UPDATE: It looks like my 13.0.1 is calling code from this diffed CharMatcher.
http://code.google.com/p/guava-libraries/source/diff?spec=svn69ad96b719d7cd3d872a948d7454f17b816a21c2&r=464b0cfab7c3b6713c35e6f3ae7426542668c77b&format=side&path=/guava/src/com/google/common/base/CharMatcher.java
I seem to be having an issue with Guava's Charmatcher. I am currently writing some JUnit tests and I am noticing the first test takes a bit of time (15+ seconds), but the future tests are all approximately the same (.3 seconds), with a majority of the tests running through the same code.
My analysis of the code has pinpointed that the Charmatcher in Guava's library seems to be the culprit. It looks like there is a bit of static initialization code in CharMatcher that might be the true reason it is taking so long. Is there any way I can disable or optimize this behavior? Is there something I am missing from the wiki pages or help files?
Guava version 13.0.1, System: Linux 64, Eclipse 3.6.1
EDIT: I built a test app with the following code:
import com.google.common.base.CharMatcher;
public class Main {
public static void main(String[] args) {
// Using system instead of stopwatch to isolate library.

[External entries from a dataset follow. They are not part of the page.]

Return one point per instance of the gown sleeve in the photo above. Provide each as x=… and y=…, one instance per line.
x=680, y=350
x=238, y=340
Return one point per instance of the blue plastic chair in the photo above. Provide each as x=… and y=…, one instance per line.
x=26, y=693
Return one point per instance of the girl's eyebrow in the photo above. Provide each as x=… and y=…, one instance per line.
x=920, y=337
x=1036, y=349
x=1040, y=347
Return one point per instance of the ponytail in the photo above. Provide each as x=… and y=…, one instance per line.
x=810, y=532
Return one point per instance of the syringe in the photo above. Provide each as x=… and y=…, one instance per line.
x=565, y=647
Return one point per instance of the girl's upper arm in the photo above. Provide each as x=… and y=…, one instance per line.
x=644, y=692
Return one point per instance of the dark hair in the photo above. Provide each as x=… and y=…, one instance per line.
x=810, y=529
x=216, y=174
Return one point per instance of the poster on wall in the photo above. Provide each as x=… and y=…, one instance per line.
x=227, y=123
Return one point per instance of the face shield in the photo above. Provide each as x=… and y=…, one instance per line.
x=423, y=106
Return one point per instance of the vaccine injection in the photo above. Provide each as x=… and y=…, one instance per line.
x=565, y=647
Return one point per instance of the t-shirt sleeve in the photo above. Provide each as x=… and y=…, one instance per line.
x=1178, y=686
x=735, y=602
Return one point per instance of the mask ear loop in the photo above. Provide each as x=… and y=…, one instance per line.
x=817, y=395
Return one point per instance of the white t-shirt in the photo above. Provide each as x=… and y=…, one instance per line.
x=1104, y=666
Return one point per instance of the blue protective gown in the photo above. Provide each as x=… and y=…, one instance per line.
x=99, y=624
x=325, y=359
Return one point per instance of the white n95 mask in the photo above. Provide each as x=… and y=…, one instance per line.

long startTime = System.currentTimeMillis();
CharMatcher.is(' ');
long endTime = System.currentTimeMillis();
System.out.println("took " + String.valueOf(endTime-startTime) + " ms");
startTime = System.currentTimeMillis();
CharMatcher.is('d');
endTime = System.currentTimeMillis();
System.out.println("2nd took " + String.valueOf(endTime-startTime) + " ms");
}
}
This resulted in the following output:
took 15945 ms
2nd took 0 ms
I ran this in eclipse minus the JUnit framework and just google's guava library. Also I packaged an executable char and received similar results. I'll come back with a second edit after I run a profiler through it.
Thanks for any help.
Edit 2: Results from profiling:
Main.main(String[]) 22,556 ms
com.google.common.base.CharMatcher.<clinit>() 22.556 ms
com.google.common.base.CharMatcher.precomputed() 22,550 ms
com.google.common.base.Platform.precomputeCharMatcher(CharMatcher) 22,550 ms
com.google.common.base.CharMatcher.precomputedInternal() 22,550 ms
com.google.common.base.CharMatcher.slowGetChars() 13,638 ms
com.google.common.base.CharMatcher.setBits(CharMatcher$LookupTable) 8,911 ms
Update: This is fixed in Guava 14.
You are running into some kind of JIT bug present in u21, and likely earlier versions, but not in at least some later JDK versions. Here's the -XX:+PrintCompilation output for your test program in u21:
1 java.util.Arrays::binarySearch0 (72 bytes)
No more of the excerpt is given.